Iran’s Islamic Revolutionary Guards Corps (IRGC) is behind an attack on Iranian Kurdish opposition groups in the Iraqi Kurdistan Region that killed at least 11 people and wounded numerous others on Saturday, The Algemeiner reported.

Iranian ballistic missiles targeted the headquarters of the Kurdistan Democratic Party – Iran (KDP-I) and the Democratic Party of the Iranian Kurdistan (PDKI), as well as an Iranian Kurdish refugee camp in the Erbil Province’s Koya.

United States Vice President, Mike Pence, on Monday condemned Iran’s rocket attacks against the Kurdistan Region and, in a phone call with Kurdistan Regional Government (KRG) Prime Minister Nechirvan Barzani, called the attacks by Iran “an effort to threaten and destabilize its closest neighbour [Iraq].”
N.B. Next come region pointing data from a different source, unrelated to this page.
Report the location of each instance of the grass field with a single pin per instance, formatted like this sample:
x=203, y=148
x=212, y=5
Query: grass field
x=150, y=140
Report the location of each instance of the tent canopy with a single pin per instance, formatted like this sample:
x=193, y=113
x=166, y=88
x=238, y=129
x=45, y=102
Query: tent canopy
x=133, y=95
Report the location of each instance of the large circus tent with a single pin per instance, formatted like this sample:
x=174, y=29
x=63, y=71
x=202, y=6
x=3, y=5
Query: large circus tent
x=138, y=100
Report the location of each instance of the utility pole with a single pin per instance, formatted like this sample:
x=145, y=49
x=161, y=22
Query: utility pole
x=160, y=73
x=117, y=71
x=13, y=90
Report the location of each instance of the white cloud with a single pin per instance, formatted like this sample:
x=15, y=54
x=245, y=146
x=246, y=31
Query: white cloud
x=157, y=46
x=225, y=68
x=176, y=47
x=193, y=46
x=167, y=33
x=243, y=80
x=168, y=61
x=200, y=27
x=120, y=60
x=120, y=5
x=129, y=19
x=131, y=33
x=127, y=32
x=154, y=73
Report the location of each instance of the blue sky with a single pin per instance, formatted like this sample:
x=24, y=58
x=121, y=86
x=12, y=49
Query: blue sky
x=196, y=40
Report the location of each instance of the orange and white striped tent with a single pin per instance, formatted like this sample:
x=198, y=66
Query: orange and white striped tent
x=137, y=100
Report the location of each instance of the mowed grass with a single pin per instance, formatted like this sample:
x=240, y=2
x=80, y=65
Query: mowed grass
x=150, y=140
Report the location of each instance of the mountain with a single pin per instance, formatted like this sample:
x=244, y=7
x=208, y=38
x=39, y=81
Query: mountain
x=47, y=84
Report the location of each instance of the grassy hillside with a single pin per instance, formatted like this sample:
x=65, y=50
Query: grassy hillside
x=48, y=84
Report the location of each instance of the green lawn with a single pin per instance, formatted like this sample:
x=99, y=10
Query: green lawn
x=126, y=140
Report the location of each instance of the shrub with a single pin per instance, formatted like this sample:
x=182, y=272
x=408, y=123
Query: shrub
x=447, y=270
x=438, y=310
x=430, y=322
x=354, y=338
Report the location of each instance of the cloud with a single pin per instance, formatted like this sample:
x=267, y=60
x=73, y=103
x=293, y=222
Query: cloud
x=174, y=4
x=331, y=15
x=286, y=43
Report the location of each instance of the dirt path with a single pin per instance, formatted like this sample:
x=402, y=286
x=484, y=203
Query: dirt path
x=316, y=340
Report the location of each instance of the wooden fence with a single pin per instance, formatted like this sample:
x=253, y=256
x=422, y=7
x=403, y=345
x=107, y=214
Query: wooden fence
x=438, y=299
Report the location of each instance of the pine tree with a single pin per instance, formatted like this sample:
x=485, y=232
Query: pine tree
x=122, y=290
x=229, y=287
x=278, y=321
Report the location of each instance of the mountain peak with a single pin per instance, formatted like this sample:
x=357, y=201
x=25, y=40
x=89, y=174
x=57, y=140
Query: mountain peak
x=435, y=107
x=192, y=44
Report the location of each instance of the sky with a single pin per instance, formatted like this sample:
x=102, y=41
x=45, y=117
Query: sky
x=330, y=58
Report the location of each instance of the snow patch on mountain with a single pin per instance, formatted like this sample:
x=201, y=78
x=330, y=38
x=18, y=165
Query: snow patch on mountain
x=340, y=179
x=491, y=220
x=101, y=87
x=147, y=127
The two men also discussed counter-terrorism efforts, “and reaffirmed the strategic partnership between the Kurds and the United States.”

In a September 9 statement, released by the semi-official Fars news agency, the IRGC said it had fired seven missiles in the attack on Rojhilati Kurdish dissidents. “In a successful operation, the Guards’ aerospace unit, along with the army’s drone unit … targeted a criminal group’s meeting and a terrorist training center with seven short-range surface-to-surface missiles.”
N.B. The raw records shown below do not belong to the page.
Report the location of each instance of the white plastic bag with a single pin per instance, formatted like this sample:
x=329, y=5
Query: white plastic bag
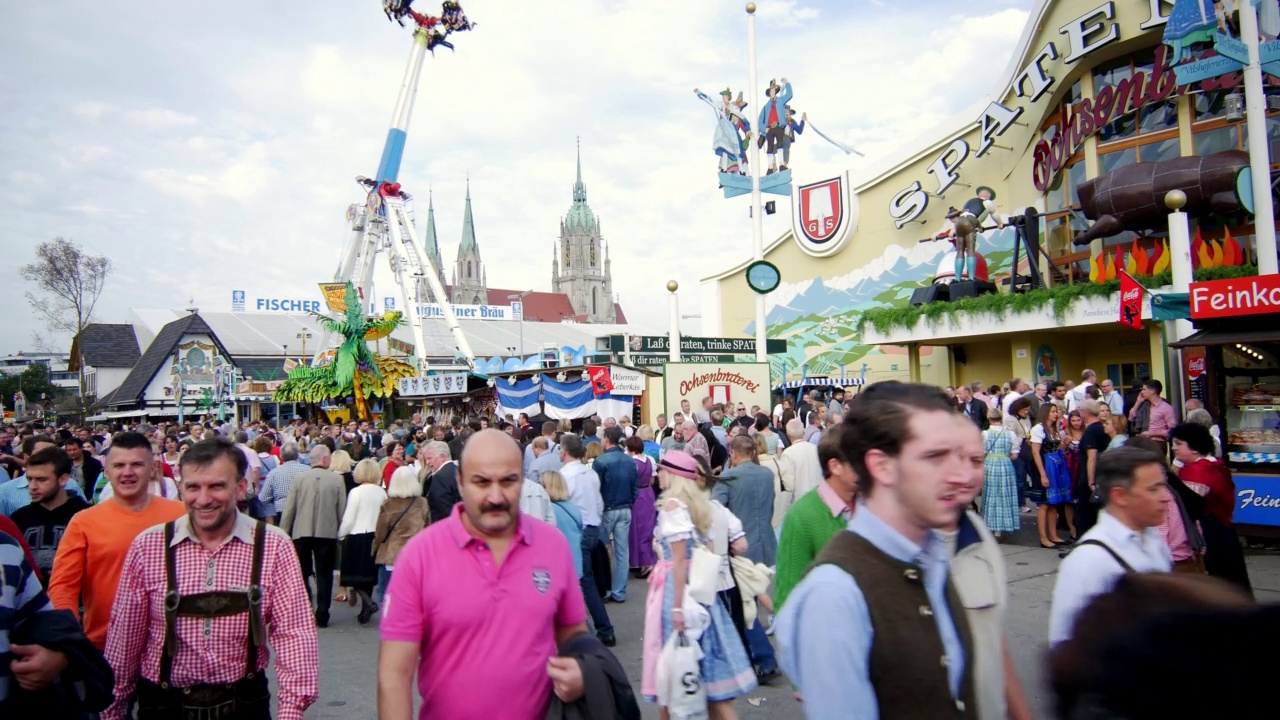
x=680, y=679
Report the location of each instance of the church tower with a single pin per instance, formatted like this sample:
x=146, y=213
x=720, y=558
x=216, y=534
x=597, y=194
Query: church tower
x=433, y=246
x=581, y=265
x=469, y=277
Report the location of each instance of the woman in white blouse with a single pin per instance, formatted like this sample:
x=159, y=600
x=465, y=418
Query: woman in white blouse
x=357, y=533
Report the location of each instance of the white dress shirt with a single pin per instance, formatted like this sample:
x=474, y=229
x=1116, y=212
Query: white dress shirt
x=1115, y=401
x=535, y=501
x=1078, y=395
x=584, y=491
x=801, y=472
x=1089, y=570
x=364, y=504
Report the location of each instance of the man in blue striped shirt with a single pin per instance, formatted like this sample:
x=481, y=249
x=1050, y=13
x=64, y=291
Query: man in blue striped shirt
x=21, y=597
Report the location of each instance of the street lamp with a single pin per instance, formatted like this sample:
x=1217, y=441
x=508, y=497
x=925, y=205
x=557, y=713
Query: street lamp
x=304, y=336
x=516, y=299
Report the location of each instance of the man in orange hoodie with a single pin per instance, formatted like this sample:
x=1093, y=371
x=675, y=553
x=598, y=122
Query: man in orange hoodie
x=91, y=555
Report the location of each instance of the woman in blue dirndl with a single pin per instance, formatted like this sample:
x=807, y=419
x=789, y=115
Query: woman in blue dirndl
x=1051, y=487
x=684, y=519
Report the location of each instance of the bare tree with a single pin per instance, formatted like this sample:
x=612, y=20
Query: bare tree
x=68, y=285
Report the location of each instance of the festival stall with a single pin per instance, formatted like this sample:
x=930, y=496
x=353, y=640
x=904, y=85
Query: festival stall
x=448, y=393
x=1232, y=364
x=571, y=393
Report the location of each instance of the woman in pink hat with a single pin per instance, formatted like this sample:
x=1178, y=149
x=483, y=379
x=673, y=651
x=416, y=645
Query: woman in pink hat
x=685, y=520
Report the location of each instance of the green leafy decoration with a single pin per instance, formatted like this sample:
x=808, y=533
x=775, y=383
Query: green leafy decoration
x=1057, y=301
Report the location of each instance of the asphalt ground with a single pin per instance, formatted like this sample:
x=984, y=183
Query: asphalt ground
x=348, y=651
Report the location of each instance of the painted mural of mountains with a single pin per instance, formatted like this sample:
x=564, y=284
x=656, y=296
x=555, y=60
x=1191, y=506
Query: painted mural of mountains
x=817, y=317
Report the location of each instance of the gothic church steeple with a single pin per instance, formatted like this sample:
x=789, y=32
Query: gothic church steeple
x=470, y=286
x=581, y=267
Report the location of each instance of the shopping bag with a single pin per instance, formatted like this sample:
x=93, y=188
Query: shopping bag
x=680, y=679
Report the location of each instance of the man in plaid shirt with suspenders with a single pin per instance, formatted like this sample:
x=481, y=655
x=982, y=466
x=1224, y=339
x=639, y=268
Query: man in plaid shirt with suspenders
x=199, y=601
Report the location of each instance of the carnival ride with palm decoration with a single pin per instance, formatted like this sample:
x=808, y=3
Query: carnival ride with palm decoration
x=353, y=369
x=383, y=223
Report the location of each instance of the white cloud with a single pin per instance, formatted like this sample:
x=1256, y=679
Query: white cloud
x=159, y=118
x=240, y=154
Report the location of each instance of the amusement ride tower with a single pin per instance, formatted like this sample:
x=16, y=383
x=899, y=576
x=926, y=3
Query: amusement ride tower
x=383, y=223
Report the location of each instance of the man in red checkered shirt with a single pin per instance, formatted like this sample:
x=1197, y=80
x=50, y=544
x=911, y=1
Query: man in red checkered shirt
x=199, y=601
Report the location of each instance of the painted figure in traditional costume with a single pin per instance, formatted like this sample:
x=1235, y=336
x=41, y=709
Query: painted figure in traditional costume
x=744, y=130
x=964, y=227
x=727, y=141
x=792, y=130
x=452, y=19
x=773, y=121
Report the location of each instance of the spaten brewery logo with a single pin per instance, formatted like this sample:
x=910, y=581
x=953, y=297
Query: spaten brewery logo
x=824, y=215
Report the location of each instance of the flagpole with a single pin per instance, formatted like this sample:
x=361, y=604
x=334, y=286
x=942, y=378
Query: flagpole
x=757, y=210
x=1256, y=122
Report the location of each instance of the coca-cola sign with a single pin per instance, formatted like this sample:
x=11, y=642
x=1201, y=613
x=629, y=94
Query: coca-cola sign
x=1194, y=368
x=1130, y=301
x=1258, y=295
The statement added that the attack was prompted by a decision of “group leaders to ignore serious warnings by officials of the Kurdistan Regional Government about Iran’s determination to dismantle their bases.”

Iran’s target were armed opposition groups fighting for greater autonomy for Iran’s Kurdish community, which have been banned from the country for opposing the rule of the mullah regime.
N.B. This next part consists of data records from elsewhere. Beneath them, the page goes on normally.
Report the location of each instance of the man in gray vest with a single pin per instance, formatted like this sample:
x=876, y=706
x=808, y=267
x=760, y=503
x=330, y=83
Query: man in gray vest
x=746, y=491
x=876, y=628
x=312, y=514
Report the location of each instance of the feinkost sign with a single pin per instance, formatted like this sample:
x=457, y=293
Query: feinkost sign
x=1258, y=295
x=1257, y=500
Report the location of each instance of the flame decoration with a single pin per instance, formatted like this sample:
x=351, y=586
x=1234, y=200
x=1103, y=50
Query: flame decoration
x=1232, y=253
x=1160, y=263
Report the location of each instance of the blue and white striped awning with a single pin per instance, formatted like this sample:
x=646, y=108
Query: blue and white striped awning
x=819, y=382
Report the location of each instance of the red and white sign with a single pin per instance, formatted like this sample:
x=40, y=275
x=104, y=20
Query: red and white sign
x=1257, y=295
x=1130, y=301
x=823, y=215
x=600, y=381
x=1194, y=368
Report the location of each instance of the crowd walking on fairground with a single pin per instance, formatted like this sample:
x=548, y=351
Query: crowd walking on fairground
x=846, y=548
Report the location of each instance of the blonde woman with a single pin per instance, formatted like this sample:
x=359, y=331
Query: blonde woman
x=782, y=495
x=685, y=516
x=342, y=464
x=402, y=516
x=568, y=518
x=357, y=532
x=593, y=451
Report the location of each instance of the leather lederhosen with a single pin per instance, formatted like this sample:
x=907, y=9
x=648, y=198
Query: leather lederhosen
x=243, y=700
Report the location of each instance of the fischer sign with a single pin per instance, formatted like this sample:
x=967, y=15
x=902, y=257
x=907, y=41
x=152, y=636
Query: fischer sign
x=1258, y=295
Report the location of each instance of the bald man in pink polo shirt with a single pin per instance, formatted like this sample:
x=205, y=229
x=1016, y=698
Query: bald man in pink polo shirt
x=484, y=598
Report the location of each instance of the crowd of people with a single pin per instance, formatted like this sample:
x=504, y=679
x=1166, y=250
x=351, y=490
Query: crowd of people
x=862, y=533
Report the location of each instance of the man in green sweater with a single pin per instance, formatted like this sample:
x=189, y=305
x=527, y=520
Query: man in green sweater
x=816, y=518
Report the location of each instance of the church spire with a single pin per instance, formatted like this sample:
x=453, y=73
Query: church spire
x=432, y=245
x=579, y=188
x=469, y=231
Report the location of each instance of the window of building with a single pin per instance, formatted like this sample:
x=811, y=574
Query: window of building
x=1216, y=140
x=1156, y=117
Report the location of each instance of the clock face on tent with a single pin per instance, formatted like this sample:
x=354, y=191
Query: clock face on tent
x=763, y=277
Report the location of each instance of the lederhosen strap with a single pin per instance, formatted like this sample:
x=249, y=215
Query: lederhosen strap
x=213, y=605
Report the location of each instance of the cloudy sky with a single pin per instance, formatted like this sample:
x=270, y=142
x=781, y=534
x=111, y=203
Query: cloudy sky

In an op-ed published in the Jerusalem Post on Sunday, Seth J. Frantzman observed that the attack on Kurdish groups in the Erbil Governorate was “a message from Tehran to the region that it can do what it wants, not only in neighboring Iraq, but throughout the Middle East…It shows how the IRGC operates across borders and throughout the region, seeing Iran’s policy in Yemen, Iraq, Syria and Lebanon as linked into one larger program.”

The Joint Comprehensive Plan of Action (JCPOA), known as the nuclear deal with Iran from which the Trump administration withdrew in May, failed to curb Iran’s ballistic missile program and, according to critics, was one of the major flaws of the agreement.